The charges have the following values:
$Q_1=7 ~\rm{µC}$ (point charge)
$Q_2=5 ~\rm{µC}$ (point charge)
$Q_3=0 ~\rm{C}$ (infinitely extended surface charge)
$\varepsilon_0=8.854\cdot 10^{-12} ~\rm{F/m}$ , $\varepsilon_r=1$
1. calculate the magnitude of the force of $Q_2$ on $Q_1$, without the force effect of $Q_3$.
- Which equation is to be used for the force effect of charges?

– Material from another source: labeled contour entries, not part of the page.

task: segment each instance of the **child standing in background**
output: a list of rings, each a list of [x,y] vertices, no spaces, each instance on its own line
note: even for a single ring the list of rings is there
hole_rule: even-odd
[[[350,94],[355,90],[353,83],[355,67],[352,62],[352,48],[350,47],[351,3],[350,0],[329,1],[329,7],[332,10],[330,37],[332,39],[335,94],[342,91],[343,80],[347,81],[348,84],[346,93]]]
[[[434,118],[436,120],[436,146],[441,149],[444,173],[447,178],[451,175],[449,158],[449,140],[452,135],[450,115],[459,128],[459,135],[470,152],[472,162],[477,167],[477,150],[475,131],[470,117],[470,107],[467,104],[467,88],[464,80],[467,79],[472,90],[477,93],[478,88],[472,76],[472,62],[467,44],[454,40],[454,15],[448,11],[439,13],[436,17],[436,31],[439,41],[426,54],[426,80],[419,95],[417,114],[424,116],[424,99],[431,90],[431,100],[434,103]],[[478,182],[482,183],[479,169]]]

- How can the distance between the two charges be determined?
\begin{align*}
F_C &= {{{1} \over {4\pi\cdot\varepsilon}} \cdot {{Q_1 \cdot Q_2} \over {r^2}}} \quad && | \text{with } r=\sqrt{\Delta x^2 + \Delta y^2} \\
F_C &= {{{1} \over {4\pi\cdot\varepsilon}} \cdot {{Q_1 \cdot Q_2} \over {\Delta x^2 + \Delta y^2}}} \quad && | \text{Insert numerical values, read off distances: } \Delta x = 5~\rm{dm}, \Delta y = 3~\rm{dm} \\
F_C &= {{{1} \over {4\pi\cdot 8.854\cdot 10^{-12} ~\rm{F/m}}} \cdot {{7 \cdot 10^{-6} ~\rm{C} \cdot 5 \cdot 10^{-6} ~\rm{C}} \over { (0.5~\rm{m})^2 + (0.2~\rm{m})^2}}}
\end{align*}
\begin{align*}
|\vec{F}_C| = 1.084 ~\rm{N} \rightarrow 1.1 ~\rm{N}
\end{align*}
2. is this force attractive or repulsive?
- What force effect do equally or oppositely charged bodies exhibit on each other?
The force is repulsive because both charges have the same sign.
Now let $Q_2=0$ and the surface charge $Q_3$ be designed in such a way that a homogeneous electric field with $E_3=100 ~\rm{kV/m}$ results.
What force (magnitude) now results on $Q_1$?
- Which equation is to be applied for the force action in the homogeneous field?
\begin{align*}
F_C &= E \cdot Q_1 \quad && | \text{Insert numerical values} \\
F_C &= 100 \cdot 10^3 ~\rm{V/m} \cdot 7 \cdot 10^{-6} ~\rm{C}
\end{align*}
\begin{align*}
|\vec{F}_C| = 0.7 ~\rm{N}
\end{align*}